Parti, Türkler dâhil tüm azınlıkların desteğine ihtiyaç duyduğu zamanlarda ılımlı politikalar güderken; ihtiyacı kalmadığı zamanlarda sert bir siyaset izlemiştir. Örneğin İkinci Dünya Savaşı yıllarında faşizme ve kapitalizme karşı silahlı mücadeleye giriştiği dönemde Türklere, Yahudilere, Ermenilere, Rumlara ihtiyacı olmuştur.
iktidara geldiklerinde siyasi, sosyal ve ekonomik haklarda tam eşitlik, birlik, beraberlik, kültürel alanda ise özerklik ve serbestlik vaat etmişlerdir.
BKP’nin iktidara gelmesinden sonra Aralık 1944’te yöneticilerin, Türk azınlığın temsilcileri ile yaptıkları görüşmeler önemlidir. Çünkü temsilciler, devrimden sonra kendilerine yönelik faşist dönemden kalma ayrımcılığın devam ettiğini ifade etmişlerdir.
Bu doğrultuda Vatan Cephesinin Şubat 1948’de yaptığı kongrede kabul edilen program sayesinde tam bir özgürlük havası esmiştir.
Zira söz konusu programa göre Bulgaristan’daki azınlıklara ana dillerinde eğitim yapma hakkı verilecektir.
Yönetim bir yandan peş peşe özgürlükler ilan ederken 1948 yılının ocak ayında BKP Merkez Komitesi, ülkedeki Türklerin güven duyulmayacak bir unsur olduğuna ve bir bölümünün Bulgaristan’dan gönderilmesine karar vermiştir.
Yine 1948 yılı şubat ayında Vatan Cephesi Milli Şûrasına bağlı Azınlık Komisyonu kurulmuştur. İlgili kurulların kararları doğrultusunda 1949’dan itibaren Türklerin, Bulgaristan’dan ihracına yönelik somut adımlar atılmaya başlanmıştır.

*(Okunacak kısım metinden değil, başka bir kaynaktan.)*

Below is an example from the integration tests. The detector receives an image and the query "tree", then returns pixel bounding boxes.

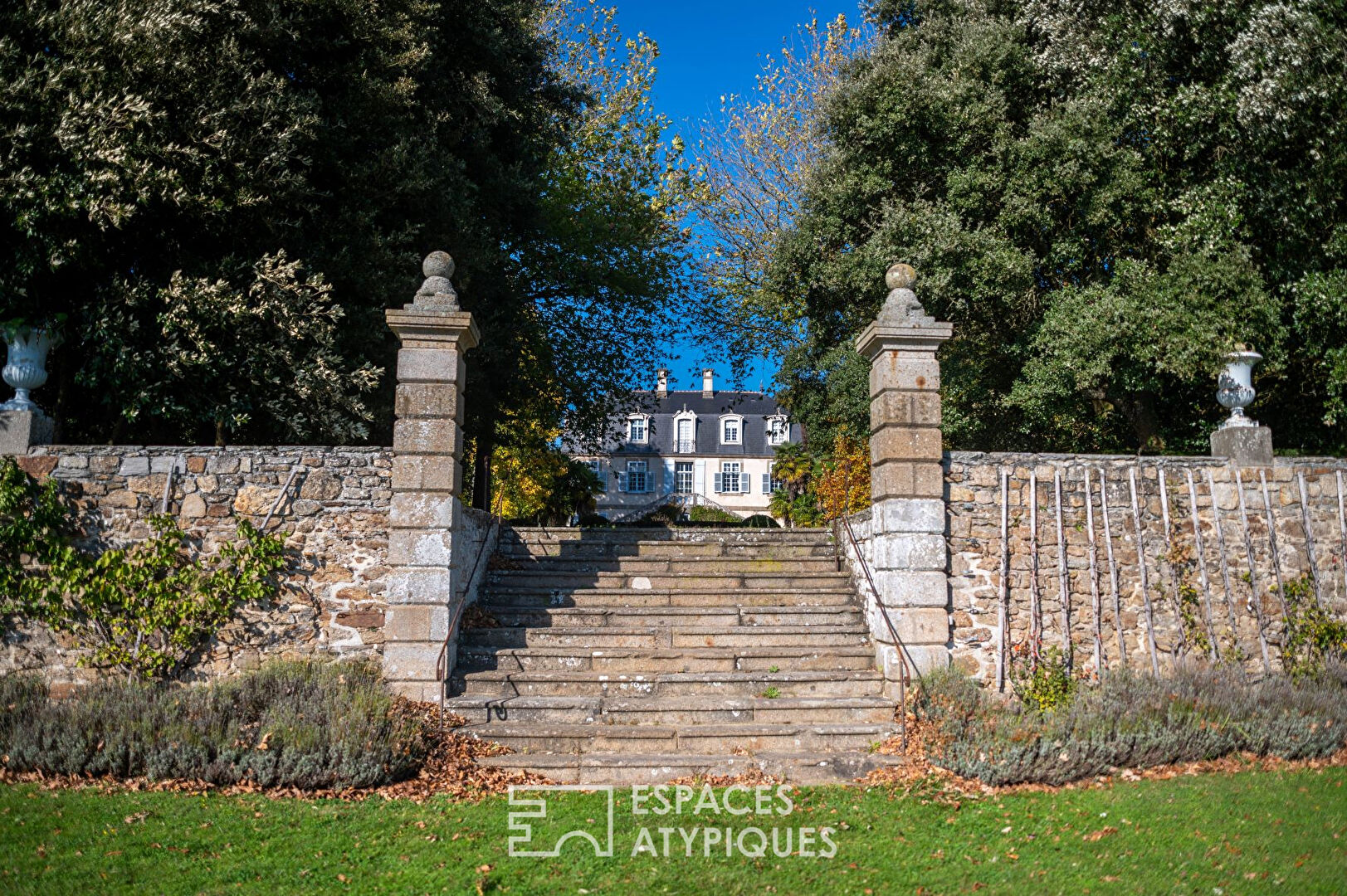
[684,15,874,374]
[0,0,575,441]
[469,0,692,508]
[0,0,687,482]
[769,0,1347,453]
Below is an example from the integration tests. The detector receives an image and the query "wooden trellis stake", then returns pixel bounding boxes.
[1183,466,1217,660]
[1086,466,1103,675]
[1052,469,1072,670]
[1127,466,1159,675]
[1207,468,1239,657]
[1235,468,1271,672]
[1099,470,1127,669]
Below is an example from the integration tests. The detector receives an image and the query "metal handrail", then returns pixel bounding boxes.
[838,511,923,752]
[435,490,505,732]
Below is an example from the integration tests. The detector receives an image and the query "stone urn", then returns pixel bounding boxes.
[1217,349,1262,428]
[0,326,56,414]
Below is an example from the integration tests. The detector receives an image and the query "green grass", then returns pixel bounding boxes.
[0,768,1347,896]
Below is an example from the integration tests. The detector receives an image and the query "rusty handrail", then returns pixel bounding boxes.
[838,509,921,752]
[435,492,505,732]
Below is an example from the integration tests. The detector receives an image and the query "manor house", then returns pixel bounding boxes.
[577,371,803,520]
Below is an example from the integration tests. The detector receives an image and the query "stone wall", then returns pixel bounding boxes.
[945,453,1347,682]
[0,446,392,683]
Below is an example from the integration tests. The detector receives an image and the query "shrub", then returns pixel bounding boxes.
[0,458,286,678]
[47,516,286,678]
[917,663,1347,784]
[1281,572,1347,678]
[1010,644,1076,712]
[0,661,426,790]
[687,504,742,523]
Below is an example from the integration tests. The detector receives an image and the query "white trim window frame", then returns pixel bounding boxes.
[627,414,651,445]
[720,414,744,445]
[674,460,695,494]
[627,460,651,494]
[584,460,608,492]
[674,411,696,454]
[720,460,744,494]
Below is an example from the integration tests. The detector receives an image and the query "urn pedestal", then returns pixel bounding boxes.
[1211,346,1271,466]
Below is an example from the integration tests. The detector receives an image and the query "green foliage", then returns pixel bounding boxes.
[0,457,74,616]
[687,504,742,523]
[1281,572,1347,678]
[917,665,1347,786]
[47,514,286,678]
[0,458,286,678]
[0,661,426,790]
[0,0,687,460]
[765,0,1347,453]
[1010,647,1076,713]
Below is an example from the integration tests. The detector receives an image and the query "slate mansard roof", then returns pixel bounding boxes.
[573,391,804,457]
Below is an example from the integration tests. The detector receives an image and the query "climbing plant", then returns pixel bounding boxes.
[0,458,286,678]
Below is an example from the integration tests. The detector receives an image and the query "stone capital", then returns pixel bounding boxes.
[856,321,954,361]
[384,307,482,352]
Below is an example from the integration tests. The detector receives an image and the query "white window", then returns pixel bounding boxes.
[627,460,651,492]
[715,460,749,494]
[584,460,608,492]
[674,460,692,494]
[674,416,696,454]
[720,416,744,445]
[627,416,647,445]
[763,462,783,494]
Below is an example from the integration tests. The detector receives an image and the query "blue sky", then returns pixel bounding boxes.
[614,0,859,389]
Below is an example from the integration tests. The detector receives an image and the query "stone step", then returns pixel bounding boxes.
[500,525,832,547]
[458,644,874,674]
[445,695,895,730]
[450,670,884,698]
[482,601,862,628]
[495,540,837,561]
[481,587,858,607]
[462,626,866,650]
[458,722,899,756]
[486,568,852,593]
[477,751,905,784]
[491,557,838,579]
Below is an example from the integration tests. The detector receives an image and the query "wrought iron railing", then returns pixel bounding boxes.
[838,509,921,752]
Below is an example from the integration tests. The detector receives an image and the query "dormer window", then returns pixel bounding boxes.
[720,416,744,445]
[627,416,651,445]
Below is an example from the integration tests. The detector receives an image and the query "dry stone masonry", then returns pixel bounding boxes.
[838,264,952,691]
[0,445,392,684]
[384,252,481,701]
[945,451,1347,682]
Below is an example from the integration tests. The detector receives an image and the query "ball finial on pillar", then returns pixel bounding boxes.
[884,261,917,290]
[408,249,459,311]
[422,249,454,280]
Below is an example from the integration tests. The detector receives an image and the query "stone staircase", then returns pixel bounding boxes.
[446,528,896,784]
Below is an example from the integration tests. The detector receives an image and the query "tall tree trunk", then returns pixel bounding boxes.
[473,438,493,512]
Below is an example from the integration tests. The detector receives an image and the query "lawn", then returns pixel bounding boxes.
[0,768,1347,896]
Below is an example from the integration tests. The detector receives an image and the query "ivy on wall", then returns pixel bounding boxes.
[0,458,286,678]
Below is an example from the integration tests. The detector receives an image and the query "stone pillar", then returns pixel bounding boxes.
[856,264,954,690]
[384,252,481,701]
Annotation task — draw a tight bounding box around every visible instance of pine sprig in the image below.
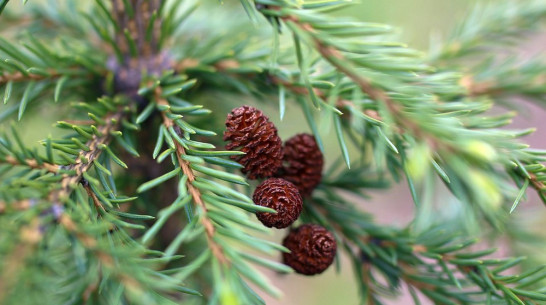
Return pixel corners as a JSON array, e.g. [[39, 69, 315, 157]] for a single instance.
[[0, 0, 546, 305]]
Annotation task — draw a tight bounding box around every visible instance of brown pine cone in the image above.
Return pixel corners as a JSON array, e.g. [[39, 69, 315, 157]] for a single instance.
[[252, 178, 303, 229], [275, 133, 324, 197], [282, 224, 337, 275], [224, 106, 283, 179]]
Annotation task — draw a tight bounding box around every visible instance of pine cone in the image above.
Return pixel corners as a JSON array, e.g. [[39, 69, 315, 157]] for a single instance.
[[282, 224, 337, 275], [275, 133, 324, 197], [224, 106, 283, 179], [252, 178, 303, 229]]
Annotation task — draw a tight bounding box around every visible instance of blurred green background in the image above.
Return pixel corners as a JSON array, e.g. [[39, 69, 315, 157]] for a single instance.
[[264, 0, 478, 305], [6, 0, 544, 305]]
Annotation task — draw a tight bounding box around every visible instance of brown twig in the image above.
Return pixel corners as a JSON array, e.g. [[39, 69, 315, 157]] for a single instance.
[[0, 69, 62, 84], [155, 87, 229, 264], [112, 0, 163, 58], [49, 110, 123, 205]]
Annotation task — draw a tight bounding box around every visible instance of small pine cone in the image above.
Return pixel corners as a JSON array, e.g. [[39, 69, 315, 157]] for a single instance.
[[224, 106, 283, 179], [252, 178, 303, 229], [282, 224, 337, 275], [276, 133, 324, 197]]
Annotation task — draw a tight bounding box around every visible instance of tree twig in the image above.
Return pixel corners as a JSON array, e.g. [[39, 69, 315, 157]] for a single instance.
[[155, 87, 229, 264]]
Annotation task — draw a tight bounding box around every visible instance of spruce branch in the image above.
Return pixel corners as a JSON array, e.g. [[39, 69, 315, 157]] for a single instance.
[[155, 87, 229, 265], [49, 108, 126, 205]]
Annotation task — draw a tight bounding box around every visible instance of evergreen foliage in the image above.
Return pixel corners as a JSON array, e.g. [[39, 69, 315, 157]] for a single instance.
[[0, 0, 546, 305]]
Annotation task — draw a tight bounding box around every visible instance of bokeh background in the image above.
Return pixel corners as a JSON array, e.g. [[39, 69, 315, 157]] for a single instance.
[[4, 0, 546, 305], [254, 0, 546, 305]]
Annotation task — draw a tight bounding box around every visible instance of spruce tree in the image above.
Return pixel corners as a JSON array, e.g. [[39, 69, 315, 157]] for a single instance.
[[0, 0, 546, 305]]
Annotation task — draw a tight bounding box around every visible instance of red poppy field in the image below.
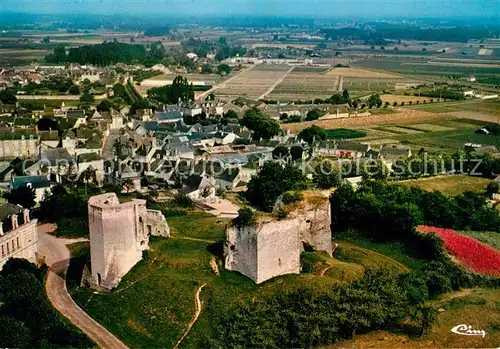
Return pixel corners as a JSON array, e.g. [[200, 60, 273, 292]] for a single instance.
[[417, 225, 500, 276]]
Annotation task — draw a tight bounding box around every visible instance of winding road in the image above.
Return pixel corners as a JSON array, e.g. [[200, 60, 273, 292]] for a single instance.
[[38, 224, 128, 349]]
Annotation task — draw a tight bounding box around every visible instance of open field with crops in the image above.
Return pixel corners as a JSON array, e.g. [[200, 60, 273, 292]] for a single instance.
[[215, 64, 291, 99], [417, 225, 500, 277], [397, 175, 490, 196]]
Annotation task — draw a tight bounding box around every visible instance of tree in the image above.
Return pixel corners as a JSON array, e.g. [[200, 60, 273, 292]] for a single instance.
[[0, 316, 33, 348], [245, 161, 307, 212], [240, 108, 281, 140], [273, 145, 290, 159], [298, 125, 326, 145], [68, 85, 80, 95], [306, 108, 323, 121], [313, 161, 342, 189], [342, 88, 351, 104], [201, 64, 212, 74], [4, 185, 36, 209]]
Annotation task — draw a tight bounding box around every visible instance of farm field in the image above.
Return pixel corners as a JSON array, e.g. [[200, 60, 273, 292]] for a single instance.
[[396, 175, 490, 196], [214, 64, 291, 99], [281, 108, 452, 133], [68, 213, 414, 348], [328, 288, 500, 349]]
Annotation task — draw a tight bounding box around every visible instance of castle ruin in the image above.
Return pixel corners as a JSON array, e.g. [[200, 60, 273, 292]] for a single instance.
[[224, 192, 332, 284], [88, 193, 170, 290]]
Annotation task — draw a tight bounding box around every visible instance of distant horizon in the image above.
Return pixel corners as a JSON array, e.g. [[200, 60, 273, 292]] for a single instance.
[[0, 0, 500, 21]]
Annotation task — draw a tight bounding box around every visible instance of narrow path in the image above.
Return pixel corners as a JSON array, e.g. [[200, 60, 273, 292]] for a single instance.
[[38, 224, 128, 349], [174, 283, 206, 349], [172, 236, 217, 244], [258, 67, 295, 99]]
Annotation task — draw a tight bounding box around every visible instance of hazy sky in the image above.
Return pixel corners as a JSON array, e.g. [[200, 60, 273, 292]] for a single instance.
[[0, 0, 500, 17]]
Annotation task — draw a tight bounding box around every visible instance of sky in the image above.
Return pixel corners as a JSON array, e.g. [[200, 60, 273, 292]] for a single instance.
[[0, 0, 500, 18]]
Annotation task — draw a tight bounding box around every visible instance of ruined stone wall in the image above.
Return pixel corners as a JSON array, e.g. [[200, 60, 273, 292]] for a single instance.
[[146, 210, 170, 237], [88, 193, 149, 289]]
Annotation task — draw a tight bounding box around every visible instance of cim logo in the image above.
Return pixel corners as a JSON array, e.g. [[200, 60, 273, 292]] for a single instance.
[[451, 324, 486, 338]]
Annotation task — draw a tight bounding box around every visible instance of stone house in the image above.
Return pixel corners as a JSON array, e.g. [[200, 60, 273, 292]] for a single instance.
[[224, 192, 332, 284], [88, 193, 170, 290], [9, 175, 53, 204], [0, 204, 38, 270]]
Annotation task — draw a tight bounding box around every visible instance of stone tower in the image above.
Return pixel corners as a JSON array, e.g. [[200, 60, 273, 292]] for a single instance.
[[88, 193, 149, 289]]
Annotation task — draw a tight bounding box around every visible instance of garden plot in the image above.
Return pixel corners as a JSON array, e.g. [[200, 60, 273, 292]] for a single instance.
[[269, 70, 341, 100], [383, 125, 424, 135], [408, 124, 455, 132]]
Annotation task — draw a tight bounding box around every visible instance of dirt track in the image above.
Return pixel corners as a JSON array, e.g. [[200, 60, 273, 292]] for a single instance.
[[281, 109, 454, 133]]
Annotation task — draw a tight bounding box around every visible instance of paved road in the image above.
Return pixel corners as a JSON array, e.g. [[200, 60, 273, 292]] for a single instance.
[[38, 224, 128, 349]]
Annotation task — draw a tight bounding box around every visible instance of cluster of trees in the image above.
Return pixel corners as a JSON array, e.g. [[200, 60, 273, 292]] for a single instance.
[[45, 42, 165, 66], [240, 108, 281, 140], [322, 23, 498, 45], [0, 258, 94, 348], [148, 75, 194, 104], [391, 148, 500, 179], [245, 161, 308, 212]]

Nihayet 1950-1951 arasındaki göçler söz konusu kararların sonucu olarak yaşanmıştır.
Açıkça görüleceği üzere Bulgar yöneticilerinin Türklere yönelik politikaları esasında oldukça nettir. Bulgarlar, Türkleri ülkelerinde istememektedirler. Sadece idarecilerin ne yapacaklarına ve nasıl yapacaklarına karar vermeleri biraz zaman almıştır.
Bu süreçte, sınıfsız bir toplum yaratma bahanesiyle, Bulgaristan’da yaşayan Türk ve Müslüman-Türklere karşı asimilasyon politikası başlatıldı. Bulgaristan’da yaşayan Türklerin nüfus oranlarını azaltmak için, planlı bir şekilde başlatılan Bulgarlaştırma politikaları 20. Yüzyılın üçüncü çeyreğine kadar da devam etti.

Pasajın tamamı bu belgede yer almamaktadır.